- DVD cover
- Directed by: Mark Gill
- Written by: Mark Gill
- Produced by: Orian Williams; Cyril Cadars; Mark Gill; Megumi Ishii; Hideki Kawamura; Hiroyasu Nagata; David Barrera; Johanna Horn; Henry Gillet;
- Starring: Tadanobu Asano; Sôsuke Ikematsu; Kumi Takiuchi; Kanji Furutachi; Gō Jibiki;
- Cinematography: Fernando Ruiz
- Edited by: Chika Konishi; Frank Moderna;
- Music by: Paul Lay; Théophile Moussouni;
- Release date: October 30, 2024 (Tokyo);
- Countries: France; United Kingdom; Japan; Spain; Belgium;
- Language: Japanese

= Ravens (2024 film) =

Ravens is a 2024 Japanese-language biographical drama film written and directed by Mark Gill. The film explores the life and work of the acclaimed Japanese photographer Masahisa Fukase, whose art was heavily influenced by themes of isolation and personal tragedy.

== Plot ==
Set in the later years of Masahisa Fukase's life, the film delves into his tumultuous relationships and creative struggles.

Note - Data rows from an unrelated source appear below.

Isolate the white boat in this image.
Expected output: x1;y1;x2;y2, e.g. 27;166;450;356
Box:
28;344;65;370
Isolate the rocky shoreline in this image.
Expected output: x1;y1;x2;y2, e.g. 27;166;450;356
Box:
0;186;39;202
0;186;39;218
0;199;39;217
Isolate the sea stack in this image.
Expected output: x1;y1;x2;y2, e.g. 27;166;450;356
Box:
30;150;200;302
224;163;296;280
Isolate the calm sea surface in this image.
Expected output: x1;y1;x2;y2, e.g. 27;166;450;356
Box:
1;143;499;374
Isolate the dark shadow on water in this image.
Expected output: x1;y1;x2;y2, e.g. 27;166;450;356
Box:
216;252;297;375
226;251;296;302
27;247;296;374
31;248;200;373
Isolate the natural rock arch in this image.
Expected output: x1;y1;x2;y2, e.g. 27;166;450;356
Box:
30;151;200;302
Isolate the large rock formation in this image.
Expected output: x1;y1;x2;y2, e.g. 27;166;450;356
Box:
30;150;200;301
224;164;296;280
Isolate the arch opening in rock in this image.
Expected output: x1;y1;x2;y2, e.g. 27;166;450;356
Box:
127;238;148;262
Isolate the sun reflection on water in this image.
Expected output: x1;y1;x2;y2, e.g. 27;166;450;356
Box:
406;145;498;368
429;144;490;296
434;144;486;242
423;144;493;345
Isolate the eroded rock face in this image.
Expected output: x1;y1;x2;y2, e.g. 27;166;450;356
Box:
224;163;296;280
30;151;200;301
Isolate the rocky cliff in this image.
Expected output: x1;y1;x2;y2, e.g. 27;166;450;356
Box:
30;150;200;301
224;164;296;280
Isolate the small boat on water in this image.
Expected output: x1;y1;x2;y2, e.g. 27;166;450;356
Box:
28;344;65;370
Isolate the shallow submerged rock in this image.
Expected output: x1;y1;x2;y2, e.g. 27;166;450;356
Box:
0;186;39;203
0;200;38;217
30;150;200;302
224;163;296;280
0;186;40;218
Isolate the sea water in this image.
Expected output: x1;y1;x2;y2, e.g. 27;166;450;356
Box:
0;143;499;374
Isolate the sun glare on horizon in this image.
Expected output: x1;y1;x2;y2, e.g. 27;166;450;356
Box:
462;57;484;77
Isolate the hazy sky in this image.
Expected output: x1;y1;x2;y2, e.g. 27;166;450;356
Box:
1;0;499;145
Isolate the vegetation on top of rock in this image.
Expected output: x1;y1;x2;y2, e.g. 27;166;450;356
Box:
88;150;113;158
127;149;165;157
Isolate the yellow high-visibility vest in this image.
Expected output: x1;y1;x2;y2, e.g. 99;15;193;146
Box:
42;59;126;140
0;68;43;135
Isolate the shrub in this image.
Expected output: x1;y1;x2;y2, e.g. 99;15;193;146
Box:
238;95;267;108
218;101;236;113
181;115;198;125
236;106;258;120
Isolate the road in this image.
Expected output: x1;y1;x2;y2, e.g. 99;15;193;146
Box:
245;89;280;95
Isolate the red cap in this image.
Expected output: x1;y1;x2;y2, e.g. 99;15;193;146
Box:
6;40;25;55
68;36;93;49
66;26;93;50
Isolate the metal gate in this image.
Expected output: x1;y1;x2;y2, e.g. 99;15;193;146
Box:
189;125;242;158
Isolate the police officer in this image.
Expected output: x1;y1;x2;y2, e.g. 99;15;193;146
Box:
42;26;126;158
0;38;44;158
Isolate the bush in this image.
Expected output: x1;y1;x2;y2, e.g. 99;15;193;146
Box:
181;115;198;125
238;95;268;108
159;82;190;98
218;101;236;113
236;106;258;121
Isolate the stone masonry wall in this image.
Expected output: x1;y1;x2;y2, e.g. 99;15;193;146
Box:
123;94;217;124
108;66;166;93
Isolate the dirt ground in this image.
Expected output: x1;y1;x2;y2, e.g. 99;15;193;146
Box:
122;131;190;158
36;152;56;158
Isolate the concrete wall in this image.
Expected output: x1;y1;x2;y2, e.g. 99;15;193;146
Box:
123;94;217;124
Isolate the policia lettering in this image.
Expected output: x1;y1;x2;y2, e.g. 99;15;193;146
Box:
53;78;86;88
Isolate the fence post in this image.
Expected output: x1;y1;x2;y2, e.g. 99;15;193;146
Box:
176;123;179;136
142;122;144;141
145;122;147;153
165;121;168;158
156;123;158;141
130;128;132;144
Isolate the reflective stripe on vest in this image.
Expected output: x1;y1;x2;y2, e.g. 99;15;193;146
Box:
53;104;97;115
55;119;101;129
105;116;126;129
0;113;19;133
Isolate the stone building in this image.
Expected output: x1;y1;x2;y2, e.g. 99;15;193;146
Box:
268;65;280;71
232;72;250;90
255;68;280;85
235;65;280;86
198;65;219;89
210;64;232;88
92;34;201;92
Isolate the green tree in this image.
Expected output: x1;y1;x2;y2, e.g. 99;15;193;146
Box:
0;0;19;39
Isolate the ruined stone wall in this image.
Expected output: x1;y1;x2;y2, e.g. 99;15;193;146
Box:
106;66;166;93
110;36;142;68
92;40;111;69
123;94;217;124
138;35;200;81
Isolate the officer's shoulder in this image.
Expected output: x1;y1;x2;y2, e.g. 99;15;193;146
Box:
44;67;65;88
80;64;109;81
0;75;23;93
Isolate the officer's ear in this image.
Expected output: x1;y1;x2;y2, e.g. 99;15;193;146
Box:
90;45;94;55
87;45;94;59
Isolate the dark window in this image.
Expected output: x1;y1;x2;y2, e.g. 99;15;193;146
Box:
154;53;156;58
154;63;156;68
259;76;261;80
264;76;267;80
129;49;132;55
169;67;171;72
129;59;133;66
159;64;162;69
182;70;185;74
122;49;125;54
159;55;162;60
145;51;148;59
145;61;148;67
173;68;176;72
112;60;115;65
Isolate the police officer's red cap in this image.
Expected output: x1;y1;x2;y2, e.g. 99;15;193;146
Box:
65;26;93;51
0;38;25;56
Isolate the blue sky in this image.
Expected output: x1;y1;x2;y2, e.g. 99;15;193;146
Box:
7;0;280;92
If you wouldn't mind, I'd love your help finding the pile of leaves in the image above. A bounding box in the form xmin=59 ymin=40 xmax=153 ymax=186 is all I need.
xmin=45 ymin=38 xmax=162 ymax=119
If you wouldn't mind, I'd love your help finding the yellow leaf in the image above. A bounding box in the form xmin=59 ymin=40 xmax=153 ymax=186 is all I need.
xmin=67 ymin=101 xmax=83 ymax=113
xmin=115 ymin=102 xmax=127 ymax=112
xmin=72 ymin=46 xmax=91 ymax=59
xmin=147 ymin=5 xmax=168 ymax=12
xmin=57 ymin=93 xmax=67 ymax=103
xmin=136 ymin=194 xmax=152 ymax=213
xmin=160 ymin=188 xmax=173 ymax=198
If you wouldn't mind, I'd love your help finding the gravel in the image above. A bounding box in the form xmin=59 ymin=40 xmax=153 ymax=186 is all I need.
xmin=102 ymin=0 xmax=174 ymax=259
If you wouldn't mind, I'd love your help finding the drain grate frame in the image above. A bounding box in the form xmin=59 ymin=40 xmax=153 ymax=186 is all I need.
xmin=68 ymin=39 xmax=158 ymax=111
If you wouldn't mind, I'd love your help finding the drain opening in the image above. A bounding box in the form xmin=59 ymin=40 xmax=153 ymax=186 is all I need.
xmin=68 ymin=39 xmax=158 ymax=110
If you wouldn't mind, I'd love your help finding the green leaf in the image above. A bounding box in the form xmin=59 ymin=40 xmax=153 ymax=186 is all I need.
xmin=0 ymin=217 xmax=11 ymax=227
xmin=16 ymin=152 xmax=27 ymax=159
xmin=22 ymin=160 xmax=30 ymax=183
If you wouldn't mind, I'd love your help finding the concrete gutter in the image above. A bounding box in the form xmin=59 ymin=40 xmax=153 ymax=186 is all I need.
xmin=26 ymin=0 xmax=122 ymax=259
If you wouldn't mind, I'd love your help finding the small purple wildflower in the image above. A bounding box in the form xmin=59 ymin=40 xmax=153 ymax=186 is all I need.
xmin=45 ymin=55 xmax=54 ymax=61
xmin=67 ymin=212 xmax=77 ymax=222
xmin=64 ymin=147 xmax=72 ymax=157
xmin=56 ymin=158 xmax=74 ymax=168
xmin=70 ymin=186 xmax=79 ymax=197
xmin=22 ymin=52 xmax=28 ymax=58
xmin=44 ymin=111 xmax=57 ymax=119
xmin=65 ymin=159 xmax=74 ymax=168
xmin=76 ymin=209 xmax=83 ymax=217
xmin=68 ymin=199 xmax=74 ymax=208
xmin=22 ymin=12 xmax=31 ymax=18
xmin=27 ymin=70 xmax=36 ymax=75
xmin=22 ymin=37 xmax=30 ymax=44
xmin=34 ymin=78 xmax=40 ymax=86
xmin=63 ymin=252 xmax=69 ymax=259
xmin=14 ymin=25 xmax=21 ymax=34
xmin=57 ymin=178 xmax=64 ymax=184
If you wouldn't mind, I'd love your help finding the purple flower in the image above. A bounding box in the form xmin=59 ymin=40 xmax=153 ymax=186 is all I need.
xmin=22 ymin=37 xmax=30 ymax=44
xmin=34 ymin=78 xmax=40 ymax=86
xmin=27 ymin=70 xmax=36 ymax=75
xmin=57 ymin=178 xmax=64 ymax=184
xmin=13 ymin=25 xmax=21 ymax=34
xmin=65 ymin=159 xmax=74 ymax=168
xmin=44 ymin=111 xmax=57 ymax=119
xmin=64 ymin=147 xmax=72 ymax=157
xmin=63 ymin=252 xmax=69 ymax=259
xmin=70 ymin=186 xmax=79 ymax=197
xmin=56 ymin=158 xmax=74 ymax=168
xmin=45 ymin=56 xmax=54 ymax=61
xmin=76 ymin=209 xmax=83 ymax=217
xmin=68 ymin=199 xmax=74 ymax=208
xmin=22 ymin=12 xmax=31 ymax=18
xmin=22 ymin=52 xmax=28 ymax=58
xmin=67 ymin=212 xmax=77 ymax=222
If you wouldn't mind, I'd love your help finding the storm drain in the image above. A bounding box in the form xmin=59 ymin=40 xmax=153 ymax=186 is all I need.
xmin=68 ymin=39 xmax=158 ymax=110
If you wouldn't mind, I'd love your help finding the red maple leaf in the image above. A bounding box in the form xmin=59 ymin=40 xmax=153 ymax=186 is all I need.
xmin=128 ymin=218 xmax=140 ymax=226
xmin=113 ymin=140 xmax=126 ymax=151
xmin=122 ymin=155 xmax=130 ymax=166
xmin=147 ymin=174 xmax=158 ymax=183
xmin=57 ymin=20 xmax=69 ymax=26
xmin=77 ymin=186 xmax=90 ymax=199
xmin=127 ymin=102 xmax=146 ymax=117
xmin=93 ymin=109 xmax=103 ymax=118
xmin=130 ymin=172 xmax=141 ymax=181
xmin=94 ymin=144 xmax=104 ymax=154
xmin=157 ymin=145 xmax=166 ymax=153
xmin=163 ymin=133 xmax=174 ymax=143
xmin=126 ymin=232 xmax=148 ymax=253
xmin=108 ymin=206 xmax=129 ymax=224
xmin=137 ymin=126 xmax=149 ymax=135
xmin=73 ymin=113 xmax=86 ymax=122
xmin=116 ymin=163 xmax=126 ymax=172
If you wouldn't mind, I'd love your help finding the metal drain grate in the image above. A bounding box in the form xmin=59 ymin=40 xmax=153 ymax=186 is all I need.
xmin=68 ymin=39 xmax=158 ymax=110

It highlights the making of his seminal photographic work, Karasu ("Ravens"), which remains one of the most influential photobooks in history. The narrative weaves between his personal life, his failing marriage to Yoko, and his reflections on loneliness and artistic obsession.

== Cast ==
- Tadanobu Asano as Masahisa Fukase
- Sôsuke Ikematsu as Morio Shoda
- Kumi Takiuchi as Yoko Fukase
- Kanji Furutachi as Sukezõ Fukase
- Gô Jibiki as Toshiteru Fukase

== Production ==
The film was directed and written by Mark Gill, with a score composed by Paul Lay and Théophile Moussouni. Cinematography was handled by Fernando Ruiz, and editing was done by Chika Konishi and Frank Moderna.

== Release ==
The film was screened at Tokyo International Film Festival 2024 and won the Audience Award at the Austin Film Festival, and the Committee Award at the Balinale 2025.
"Ravens" was also selected for the 2024 edition of the Red Sea Film Festival. It also made it to the main competition slate of the 28th Málaga Film Festival.

== Reception ==
The film received positive reviews by Variety, the Japan Times and Indie Cinema Magazine.